1850 Klaczko went to Paris, where he was, made ​​a name for literary works that were published in the Revue de Paris, later in the Revue des Deux Mondes. After the death of his father had become destitute Klaczko converted to Christianity and was baptized in Paris in the 1850s in the name of Julian Klaczko. In Paris, he joined the resident become the Hôtel Lambert Polish emigration.
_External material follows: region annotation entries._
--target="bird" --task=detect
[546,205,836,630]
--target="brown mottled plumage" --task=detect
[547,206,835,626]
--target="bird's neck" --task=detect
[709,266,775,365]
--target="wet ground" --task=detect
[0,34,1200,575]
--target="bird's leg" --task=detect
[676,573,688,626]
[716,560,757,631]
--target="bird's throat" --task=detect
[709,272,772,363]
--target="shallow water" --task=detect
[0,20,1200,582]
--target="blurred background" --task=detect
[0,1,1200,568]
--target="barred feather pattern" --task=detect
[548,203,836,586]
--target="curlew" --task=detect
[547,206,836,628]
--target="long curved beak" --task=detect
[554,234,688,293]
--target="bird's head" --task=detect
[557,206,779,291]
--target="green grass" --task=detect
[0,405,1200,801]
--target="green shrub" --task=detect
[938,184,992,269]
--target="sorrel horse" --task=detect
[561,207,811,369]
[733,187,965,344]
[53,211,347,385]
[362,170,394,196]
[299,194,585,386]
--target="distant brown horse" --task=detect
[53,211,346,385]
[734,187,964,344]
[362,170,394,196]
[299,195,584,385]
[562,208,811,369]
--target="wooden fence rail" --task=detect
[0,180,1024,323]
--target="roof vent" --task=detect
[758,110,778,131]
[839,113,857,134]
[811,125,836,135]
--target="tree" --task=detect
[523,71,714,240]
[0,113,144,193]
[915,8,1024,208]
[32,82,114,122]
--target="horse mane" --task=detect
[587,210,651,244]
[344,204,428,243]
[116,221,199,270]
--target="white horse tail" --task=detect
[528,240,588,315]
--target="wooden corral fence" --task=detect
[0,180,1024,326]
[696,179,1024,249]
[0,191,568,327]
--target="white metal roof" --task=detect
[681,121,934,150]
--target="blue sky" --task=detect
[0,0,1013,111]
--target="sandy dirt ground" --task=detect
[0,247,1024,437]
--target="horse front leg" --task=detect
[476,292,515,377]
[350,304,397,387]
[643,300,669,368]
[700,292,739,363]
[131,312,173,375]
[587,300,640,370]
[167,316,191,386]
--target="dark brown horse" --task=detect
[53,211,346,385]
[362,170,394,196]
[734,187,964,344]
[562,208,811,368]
He was from 1857 to 1860 editor of the monthly magazine Wiadomosci Polskie (Polish News ). His published articles there are both literary and aesthetically as highlights Polish language, but were not allowed to appear in the Russian and Prussian -occupied Poland.

In the years 1870-1871 he was the Foreign Ministry of Austria-Hungary as a Privy Councillor, a post and also a place in the Parliament of Galicia. He then returned to Paris to devote himself to his literary work. He published in 1875 a portrait study of Otto von Bismarck and Alexander Mikhailovich Gorchakov wrote about Dante Alighieri and wanted to make a voltage applied to three volumes of work on the Papacy during the Renaissance, appeared of which only the first, because he fell ill in 1898 Paralysis.